The visit is meant to underscore the U.S. position that the people of Ukraine — and not Moscow — should decide their destiny and overcome the cultural differences now tearing apart the vast country’s Russified east and more nationalist west.

Kiev has not yet invited any Moscow official to the inauguration and Russian President Vladimir Putin is yet to formally recognize the result of an election that saw rebels disrupt voting across swathes of the east.

Ukraine and its eastern European allies such as Poland have been pushing Washington and EU leaders to unleash painful economic sanctions against entire sectors of Russia’s economy for the Kremlin’s perceived support of the rebels.

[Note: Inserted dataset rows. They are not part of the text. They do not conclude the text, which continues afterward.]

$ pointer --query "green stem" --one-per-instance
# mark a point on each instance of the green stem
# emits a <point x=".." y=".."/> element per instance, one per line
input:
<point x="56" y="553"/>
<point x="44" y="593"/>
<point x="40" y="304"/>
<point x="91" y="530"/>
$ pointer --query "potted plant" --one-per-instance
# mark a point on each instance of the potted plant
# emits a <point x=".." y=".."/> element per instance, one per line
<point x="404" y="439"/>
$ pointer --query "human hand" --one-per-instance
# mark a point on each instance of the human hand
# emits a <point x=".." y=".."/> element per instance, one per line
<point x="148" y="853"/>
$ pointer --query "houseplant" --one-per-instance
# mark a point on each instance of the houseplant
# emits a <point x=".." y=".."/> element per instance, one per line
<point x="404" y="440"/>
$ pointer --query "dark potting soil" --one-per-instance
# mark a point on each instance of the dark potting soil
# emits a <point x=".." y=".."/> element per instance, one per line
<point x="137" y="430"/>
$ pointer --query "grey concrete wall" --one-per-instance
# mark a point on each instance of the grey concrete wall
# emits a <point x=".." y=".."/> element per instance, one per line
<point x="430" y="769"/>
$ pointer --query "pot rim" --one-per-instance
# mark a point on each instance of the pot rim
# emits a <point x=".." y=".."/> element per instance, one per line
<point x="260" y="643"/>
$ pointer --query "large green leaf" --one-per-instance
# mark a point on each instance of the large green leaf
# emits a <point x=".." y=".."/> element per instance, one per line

Obama addressed those calls directly by telling a joint press conference with his Polish counterpart Bronislaw Komorowski that Russia faced further punitive measures unless it put more pressure on Ukrainian rebels to halt their insurgency.

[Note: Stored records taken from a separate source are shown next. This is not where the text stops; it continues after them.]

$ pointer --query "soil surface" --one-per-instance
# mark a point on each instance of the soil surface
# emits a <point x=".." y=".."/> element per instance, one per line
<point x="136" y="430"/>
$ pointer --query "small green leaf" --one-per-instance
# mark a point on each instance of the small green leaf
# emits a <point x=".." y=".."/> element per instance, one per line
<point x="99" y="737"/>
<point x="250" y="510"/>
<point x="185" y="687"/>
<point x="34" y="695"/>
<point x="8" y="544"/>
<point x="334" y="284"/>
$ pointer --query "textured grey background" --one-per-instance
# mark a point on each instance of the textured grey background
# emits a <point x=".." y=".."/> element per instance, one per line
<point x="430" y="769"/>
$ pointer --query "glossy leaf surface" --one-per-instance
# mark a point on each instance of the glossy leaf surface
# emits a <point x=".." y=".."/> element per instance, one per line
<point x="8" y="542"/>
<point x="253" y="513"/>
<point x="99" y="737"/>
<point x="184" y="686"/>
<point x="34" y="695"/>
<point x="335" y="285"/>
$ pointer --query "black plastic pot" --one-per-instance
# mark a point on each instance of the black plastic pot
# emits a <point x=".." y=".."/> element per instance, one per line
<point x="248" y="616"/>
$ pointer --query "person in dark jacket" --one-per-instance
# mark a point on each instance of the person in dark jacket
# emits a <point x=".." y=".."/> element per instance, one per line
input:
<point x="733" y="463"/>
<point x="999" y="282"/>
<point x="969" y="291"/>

“Further Russian provocation will be met with further costs for Russia including, if necessary, additional sanctions,” Obama said.

The U.S. president’s tour also takes in the Group of Seven summit in Brussels on Thursday that symbolically replaces a Group of Eight meeting that Putin was due to host in Sochi but which world leaders decided to boycott.

But the most sensitive part of Obama’s swing will come on Friday when he attends the 70th anniversary commemoration of D-Day in Normandy to which Putin was invited as well.

The U.S. leader has spent months trying to isolate his rival and punish the Kremlin inner circle with sanctions over Ukraine.

Both the Kremlin and White House say no one-on-one meeting between Obama and Putin is being planned.

But senior White House aides have not ruled out an informal encounter — which would be the first for the rivals since Ukraine mushroomed into Europe’s worst security crisis in decades.

Obama also called on Putin to accept Poroshenko’s invitation to hold in Normandy his first talks with a Ukrainian leader since the February ouster of Kremlin-backed president Viktor Yanukovych set Kiev on its new westward course.

Ukraine’s Poroshenko — a 48-year-old chocolate baron who once enjoyed good working relations with Moscow while serving as foreign minister — won a surprise reprieve on Monday when Russia’s state gas firm Gazprom delayed a threatened cut in fuel shipments that would also impact large portions of Europe.

Kiev now has until June 9 to start covering its debts — a period that Russia has promised to use to help reach a long-term price compromise.

But Ukrainian Prime Minister Arseny Yatsenyuk warned on Tuesday that a cut in Russian gas “remains a possibility”.